A drug derived from an Easter Island bacterium extends the life of lab animals. People could be next.
By Antonio Regalado
Why: Understanding molecular pathways of rare diseases can shed light on common ones.
Key innovation: Introduced the first medication for patients with benign brain tumors associated with a particular genetic disorder; now the drug is approved for treatment of kidney cancer and is in testing for other types.

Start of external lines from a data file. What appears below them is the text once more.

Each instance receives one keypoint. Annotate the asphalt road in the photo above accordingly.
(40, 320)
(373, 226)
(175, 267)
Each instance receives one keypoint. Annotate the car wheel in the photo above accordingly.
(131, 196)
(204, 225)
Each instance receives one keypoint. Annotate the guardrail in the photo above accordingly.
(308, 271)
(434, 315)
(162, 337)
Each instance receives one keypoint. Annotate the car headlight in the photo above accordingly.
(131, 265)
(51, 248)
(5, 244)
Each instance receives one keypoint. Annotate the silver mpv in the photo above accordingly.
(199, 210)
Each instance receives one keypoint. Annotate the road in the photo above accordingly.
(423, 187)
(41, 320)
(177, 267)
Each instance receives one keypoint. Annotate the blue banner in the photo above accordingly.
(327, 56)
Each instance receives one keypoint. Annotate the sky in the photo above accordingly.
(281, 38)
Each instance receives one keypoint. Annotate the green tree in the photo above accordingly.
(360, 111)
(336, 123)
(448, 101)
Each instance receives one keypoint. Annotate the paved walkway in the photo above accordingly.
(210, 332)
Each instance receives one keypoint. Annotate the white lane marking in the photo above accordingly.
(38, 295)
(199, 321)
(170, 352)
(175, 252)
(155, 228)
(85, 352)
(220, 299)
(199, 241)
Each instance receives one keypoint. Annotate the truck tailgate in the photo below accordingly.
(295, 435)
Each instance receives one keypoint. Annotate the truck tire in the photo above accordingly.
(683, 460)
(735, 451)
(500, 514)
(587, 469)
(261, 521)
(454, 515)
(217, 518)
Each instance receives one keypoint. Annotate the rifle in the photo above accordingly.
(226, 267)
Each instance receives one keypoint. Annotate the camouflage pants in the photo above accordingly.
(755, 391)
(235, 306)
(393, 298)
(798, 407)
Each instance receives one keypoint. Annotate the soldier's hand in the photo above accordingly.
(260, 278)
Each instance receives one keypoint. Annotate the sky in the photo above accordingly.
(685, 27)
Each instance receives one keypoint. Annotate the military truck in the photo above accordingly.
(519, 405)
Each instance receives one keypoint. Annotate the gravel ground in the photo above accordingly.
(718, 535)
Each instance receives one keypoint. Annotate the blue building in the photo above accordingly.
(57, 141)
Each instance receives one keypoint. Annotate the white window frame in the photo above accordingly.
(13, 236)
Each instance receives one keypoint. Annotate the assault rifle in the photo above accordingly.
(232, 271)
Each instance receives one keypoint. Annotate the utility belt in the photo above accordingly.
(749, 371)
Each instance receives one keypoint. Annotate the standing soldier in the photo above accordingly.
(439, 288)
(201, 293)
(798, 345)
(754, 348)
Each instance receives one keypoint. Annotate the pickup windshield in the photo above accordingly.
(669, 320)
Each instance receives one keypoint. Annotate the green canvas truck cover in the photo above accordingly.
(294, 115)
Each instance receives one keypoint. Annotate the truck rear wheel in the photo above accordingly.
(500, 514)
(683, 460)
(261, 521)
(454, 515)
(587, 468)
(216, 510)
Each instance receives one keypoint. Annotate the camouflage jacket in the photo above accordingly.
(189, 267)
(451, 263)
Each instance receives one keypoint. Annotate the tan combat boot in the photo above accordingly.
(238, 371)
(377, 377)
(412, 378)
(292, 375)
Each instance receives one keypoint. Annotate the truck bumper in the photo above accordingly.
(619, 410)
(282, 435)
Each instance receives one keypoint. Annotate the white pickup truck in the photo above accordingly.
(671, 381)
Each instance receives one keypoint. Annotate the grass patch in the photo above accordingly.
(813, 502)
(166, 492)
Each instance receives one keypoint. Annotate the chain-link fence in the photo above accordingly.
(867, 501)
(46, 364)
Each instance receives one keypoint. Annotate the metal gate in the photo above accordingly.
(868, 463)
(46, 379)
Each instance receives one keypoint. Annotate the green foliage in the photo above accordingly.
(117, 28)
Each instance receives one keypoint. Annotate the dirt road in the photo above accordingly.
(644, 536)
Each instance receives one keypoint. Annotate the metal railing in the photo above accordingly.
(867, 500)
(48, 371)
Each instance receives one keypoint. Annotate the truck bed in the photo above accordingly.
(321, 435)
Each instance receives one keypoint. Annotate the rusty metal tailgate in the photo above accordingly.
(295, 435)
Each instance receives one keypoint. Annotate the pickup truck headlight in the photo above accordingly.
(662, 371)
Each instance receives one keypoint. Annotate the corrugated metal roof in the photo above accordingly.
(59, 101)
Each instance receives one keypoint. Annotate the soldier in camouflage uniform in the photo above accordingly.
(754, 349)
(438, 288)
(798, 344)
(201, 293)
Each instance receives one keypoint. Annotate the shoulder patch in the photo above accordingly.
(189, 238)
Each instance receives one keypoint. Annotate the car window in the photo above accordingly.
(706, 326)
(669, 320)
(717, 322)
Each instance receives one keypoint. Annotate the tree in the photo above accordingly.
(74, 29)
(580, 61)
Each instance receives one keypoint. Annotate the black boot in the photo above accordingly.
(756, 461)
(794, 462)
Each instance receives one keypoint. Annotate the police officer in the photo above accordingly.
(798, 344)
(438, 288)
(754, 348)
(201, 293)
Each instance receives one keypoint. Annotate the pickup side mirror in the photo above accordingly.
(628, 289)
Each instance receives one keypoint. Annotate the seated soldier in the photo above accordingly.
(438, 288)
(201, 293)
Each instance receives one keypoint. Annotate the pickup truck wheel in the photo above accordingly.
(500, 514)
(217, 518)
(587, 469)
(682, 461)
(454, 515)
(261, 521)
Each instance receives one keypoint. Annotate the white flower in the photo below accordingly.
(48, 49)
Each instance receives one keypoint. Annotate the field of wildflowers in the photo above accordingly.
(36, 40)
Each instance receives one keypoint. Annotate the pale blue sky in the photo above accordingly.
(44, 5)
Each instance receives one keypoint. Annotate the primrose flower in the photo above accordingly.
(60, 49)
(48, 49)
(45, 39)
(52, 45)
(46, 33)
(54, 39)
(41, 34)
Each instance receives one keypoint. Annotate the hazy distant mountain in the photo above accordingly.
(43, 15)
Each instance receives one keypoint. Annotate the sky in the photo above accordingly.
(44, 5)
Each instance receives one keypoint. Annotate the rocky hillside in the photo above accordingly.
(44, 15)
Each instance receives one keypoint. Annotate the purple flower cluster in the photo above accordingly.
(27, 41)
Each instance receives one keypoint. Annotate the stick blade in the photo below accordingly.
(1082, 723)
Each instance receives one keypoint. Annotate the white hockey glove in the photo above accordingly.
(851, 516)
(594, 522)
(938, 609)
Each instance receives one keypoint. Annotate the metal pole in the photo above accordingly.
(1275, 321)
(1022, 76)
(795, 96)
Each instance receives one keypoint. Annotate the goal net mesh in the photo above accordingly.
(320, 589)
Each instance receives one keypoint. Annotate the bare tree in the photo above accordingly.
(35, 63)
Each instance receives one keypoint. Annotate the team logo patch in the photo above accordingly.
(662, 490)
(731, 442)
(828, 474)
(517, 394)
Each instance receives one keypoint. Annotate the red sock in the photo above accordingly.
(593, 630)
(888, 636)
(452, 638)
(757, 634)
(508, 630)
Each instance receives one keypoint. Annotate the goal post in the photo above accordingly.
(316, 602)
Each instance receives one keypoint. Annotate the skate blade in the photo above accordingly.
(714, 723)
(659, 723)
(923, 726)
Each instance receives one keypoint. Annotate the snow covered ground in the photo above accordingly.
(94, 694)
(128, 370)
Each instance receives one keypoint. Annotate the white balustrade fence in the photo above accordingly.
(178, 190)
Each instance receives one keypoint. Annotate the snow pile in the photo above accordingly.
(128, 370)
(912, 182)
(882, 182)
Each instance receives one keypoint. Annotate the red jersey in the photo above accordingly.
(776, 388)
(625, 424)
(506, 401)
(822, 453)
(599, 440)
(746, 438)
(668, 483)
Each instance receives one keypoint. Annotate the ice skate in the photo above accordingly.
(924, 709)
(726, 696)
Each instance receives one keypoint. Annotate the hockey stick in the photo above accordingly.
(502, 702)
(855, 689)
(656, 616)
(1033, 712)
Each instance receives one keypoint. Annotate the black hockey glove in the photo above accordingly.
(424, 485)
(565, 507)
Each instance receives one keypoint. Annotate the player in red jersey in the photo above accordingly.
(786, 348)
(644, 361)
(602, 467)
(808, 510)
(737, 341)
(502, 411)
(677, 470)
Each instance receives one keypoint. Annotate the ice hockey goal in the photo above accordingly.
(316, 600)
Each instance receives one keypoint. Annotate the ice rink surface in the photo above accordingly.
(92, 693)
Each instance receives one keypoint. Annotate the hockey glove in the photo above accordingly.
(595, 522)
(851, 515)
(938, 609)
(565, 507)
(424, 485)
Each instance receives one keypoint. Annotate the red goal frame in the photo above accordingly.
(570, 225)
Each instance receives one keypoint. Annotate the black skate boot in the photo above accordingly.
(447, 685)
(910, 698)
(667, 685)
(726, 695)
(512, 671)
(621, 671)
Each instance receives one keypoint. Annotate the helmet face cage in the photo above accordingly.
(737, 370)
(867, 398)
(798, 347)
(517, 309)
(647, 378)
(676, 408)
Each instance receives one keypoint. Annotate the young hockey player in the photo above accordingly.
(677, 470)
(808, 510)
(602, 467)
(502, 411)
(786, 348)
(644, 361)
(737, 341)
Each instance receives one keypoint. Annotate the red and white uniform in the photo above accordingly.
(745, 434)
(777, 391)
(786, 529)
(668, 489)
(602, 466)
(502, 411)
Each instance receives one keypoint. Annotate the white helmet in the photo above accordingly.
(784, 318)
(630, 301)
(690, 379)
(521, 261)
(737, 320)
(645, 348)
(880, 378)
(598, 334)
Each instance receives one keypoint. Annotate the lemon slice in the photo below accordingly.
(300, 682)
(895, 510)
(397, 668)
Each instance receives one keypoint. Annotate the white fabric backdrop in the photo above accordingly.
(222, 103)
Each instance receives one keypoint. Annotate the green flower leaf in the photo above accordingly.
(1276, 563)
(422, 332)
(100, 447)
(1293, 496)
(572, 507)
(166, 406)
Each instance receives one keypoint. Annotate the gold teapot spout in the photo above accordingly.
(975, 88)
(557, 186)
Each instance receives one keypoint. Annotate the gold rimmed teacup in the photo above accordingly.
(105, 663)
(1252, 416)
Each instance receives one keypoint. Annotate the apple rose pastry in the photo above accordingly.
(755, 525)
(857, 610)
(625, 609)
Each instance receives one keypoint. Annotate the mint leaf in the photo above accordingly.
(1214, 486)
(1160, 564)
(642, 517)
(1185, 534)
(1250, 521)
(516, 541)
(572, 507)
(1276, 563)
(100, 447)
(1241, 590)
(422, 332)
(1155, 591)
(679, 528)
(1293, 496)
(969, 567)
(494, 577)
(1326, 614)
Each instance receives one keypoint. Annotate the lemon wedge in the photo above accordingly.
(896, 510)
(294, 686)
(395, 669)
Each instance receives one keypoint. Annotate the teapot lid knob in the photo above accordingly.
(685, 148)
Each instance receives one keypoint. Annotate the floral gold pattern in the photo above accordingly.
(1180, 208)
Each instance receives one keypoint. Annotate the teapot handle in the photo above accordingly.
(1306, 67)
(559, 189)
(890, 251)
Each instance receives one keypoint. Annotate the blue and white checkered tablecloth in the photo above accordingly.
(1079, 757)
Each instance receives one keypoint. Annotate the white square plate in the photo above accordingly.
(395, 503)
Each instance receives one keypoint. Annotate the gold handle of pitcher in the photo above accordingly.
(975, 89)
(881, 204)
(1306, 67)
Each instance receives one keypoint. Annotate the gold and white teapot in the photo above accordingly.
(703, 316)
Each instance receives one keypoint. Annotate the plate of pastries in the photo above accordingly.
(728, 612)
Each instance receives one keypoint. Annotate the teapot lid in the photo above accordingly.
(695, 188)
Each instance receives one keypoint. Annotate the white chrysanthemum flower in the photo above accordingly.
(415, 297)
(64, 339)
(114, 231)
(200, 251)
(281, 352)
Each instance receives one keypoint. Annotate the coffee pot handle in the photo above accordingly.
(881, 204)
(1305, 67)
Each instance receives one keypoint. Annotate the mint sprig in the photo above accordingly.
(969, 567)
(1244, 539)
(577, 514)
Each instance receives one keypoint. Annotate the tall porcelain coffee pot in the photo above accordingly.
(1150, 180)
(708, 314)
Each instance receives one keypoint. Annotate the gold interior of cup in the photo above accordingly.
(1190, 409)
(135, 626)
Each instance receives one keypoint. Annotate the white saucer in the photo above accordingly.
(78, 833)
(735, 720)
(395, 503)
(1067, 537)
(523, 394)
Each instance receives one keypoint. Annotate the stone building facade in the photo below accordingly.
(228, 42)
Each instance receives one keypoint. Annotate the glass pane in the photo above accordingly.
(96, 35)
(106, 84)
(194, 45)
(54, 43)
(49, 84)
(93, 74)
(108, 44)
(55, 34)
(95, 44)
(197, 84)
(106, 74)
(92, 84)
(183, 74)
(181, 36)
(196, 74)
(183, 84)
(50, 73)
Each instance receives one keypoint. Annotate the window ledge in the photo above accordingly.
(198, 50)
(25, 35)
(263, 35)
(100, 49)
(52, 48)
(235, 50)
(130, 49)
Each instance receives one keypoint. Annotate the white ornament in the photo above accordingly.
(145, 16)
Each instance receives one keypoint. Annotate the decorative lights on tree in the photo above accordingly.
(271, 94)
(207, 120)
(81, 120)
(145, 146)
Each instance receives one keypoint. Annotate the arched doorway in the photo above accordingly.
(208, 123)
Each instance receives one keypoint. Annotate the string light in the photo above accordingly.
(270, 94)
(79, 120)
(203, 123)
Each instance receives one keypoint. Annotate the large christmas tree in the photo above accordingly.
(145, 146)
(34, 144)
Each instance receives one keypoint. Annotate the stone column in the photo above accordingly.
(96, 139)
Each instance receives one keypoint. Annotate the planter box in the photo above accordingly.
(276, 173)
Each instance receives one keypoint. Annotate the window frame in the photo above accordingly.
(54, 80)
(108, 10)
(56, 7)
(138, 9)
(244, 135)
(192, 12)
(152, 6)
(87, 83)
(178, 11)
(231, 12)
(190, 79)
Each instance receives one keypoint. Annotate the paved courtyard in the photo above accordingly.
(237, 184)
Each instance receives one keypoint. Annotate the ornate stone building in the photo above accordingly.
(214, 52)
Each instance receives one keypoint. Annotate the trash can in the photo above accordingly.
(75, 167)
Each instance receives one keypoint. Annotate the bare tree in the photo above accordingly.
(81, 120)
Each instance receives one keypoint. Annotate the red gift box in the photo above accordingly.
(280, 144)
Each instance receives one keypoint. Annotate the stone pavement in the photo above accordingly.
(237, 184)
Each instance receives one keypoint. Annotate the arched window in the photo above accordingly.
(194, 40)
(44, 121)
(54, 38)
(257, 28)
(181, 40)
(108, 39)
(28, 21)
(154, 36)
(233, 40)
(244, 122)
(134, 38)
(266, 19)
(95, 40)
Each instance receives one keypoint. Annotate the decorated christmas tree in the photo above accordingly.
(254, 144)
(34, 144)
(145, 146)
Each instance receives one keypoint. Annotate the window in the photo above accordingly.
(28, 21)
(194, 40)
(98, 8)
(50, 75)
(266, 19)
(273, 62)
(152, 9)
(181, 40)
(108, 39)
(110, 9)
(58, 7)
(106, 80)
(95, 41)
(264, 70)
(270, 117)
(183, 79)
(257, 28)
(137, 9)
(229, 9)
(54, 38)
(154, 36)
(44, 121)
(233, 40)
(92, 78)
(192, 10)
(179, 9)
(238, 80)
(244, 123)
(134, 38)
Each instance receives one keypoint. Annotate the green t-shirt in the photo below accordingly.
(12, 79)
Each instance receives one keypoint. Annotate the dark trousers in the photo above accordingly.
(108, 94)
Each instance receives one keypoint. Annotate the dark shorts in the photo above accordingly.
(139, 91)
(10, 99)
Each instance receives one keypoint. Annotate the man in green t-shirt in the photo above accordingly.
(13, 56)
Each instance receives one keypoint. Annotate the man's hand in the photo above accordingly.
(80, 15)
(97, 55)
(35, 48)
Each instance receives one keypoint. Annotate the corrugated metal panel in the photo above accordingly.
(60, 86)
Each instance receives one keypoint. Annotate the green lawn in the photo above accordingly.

Last fall, the U.S. Food and Drug Administration approved Novartis's drug Afinitor as the first pharmaceutical treatment for patients with benign tumors associated with a rare genetic disorder. The company has also demonstrated success in a small clinical trial of an experimental drug designed to treat Fragile X Syndrome, a genetic disorder that can cause mental retardation and autism.
Afinitor was approved for patients with subependymal giant cell astrocytoma (SEGA), a benign brain tumor associated with tuberous sclerosis (TS), who require therapeutic intervention but are not candidates for curative surgical resection. TS is a genetic disorder affecting approximately 25,000 to 40,000 people in the US and SEGAs occur in up to 20% of patients with TS.
Rather than focusing almost entirely on drugs that will have large markets, scientists at Novartis's Institute for Biomedical Research are examining the molecular pathways of rare diseases in the hopes that these can, in turn, shed light on common ones. For example, the company developed a treatment for an auto-inflammatory disorder that occurs in 1 out of 1 million people worldwide, but the drug targets a pathway that is also responsible for attacks of gout, a form of arthritis that affects tens of millions of people worldwide.
Challenges and Next Steps:
Although the company is satisfied for now in allowing its biomedical research and development team work on disorders that have relatively few sufferers, eventually the company needs to leverage this research to create drugs that treat more common genetic disorders like hypertension or diabetes.